C) If you have a pressure cooker, heat it up sufficiently for sterilization, and can it. Then you can keep that wort for a long long time in the fridge, and next time you need a starter you already have wort ready to go.
 
it was a total success. None of the boiling water reached your two year old.

You could make a big starter with the gallon of wort, then decant the yeast and freeze it.
 
it was a total success.

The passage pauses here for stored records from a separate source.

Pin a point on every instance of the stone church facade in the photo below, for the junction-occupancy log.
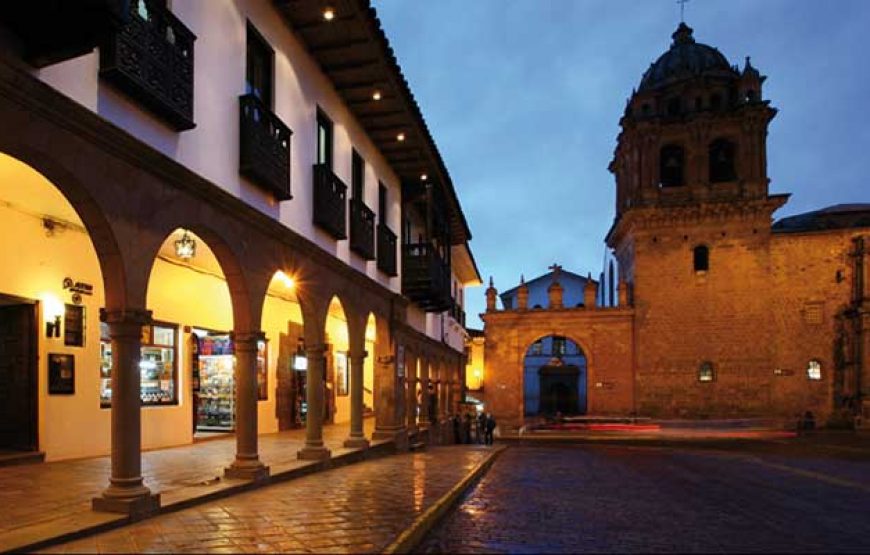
(720, 312)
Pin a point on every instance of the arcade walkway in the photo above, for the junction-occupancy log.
(46, 500)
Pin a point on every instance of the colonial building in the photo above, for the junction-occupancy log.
(228, 218)
(719, 312)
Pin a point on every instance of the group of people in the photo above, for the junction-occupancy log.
(468, 428)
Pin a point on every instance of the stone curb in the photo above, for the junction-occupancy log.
(408, 540)
(25, 542)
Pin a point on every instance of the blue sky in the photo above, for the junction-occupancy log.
(524, 97)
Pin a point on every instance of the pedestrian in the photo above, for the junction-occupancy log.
(490, 428)
(457, 437)
(466, 428)
(480, 427)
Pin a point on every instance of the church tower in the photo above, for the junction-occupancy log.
(692, 227)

None of the boiling water reached your two year old.

You could make a big starter with the gallon of wort, then decant the yeast and freeze it.

If you're referring to freezing the yeast, bad idea unless you're adding something to keep the cell walls from being destroyed (I've never frozen yeast, but as far as I know glycerin is commonly used).
 
I suggest serializing your brewing; rather than trying to get two batches' worth of cells from a single pack of yeast (brewing in parallel), just harvest from the first batch to pitch the next. You could even top-crop if you don't want to wait for the first batch to flocc out.
 
I agree with "large starter split in two" also, if you find yourself buying the same yeast multiple times, try saving your yeast - I've been doing it for a while now, it works out with liquid yeast being as expensive as it is.
 
Thanks guys. I think I'll split the starter in two. It'll work our to a 1L starter per batch. Since I am splitting it should I just shake it up, split it, then pitch the whole thing rather than cold crash/decanting? I used extra light DME for the starter so I am not too worried about color/taste change.